Quelque chose qui arrive je vous conjure, ou de bien dire ou de bien écrire aux Garins, aux Frémonts, que c'est sur la confiance en leurs bontez, sur leur parole, que je me suis préparé depuis un an à revenir; que touttes vos lettres ont été ouvertes, que cette intelligence m'a attiré cent orages, qu'il fallait un ippocrife pour que je sortisse du palais d'Alcine, que Chazot n'a pu quiter qu'en se faisant traitter pendant six mois d'un abcez à la tête, qu'il n'avait point, que touttes mes querelles n'ont d'autre origine que le dessein de nous rejoindre, que Maupertui n'a jamais été qu'un prétexte, et si bien un prétexte que pour me retenir le maître de la maison m'envoya un écrit contre Maupertui, que la veille de mon départ il fit engager la comtesse de Benteimà me dépêcher de Berlin à Potsdam un courier à deux heures après minuit pour m'empêcher de partir, que je n'en partis que plutôt, et que me voylà sur les bords du Rhin.
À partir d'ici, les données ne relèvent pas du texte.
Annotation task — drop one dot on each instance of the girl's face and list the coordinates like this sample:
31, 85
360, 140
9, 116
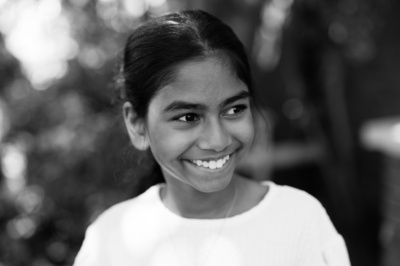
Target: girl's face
200, 126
Tout cela est vrai à la lettre, faittes usage de ses armes dans le combat. Voyez Senac pour vous et pour moy. Je vous soupçonne d'une perte, et je suis convaincu d'une enflure. Senac peut dire son mot, mais moy j'en voudrais un qui m'assurât au moins que je peux dormir en deçà du Rhin. Mandez moy de bonnes nouvelles de votre santé si vous voulez que je dorme, et dittes moy s'il faut faire mon lit à Strasbourg ou en Suisse. Il est dur d'être un si vieil oiseau et de n'avoir point de nid. Je suis sur de tristes branches. Je vous embrasse mille fois.
V.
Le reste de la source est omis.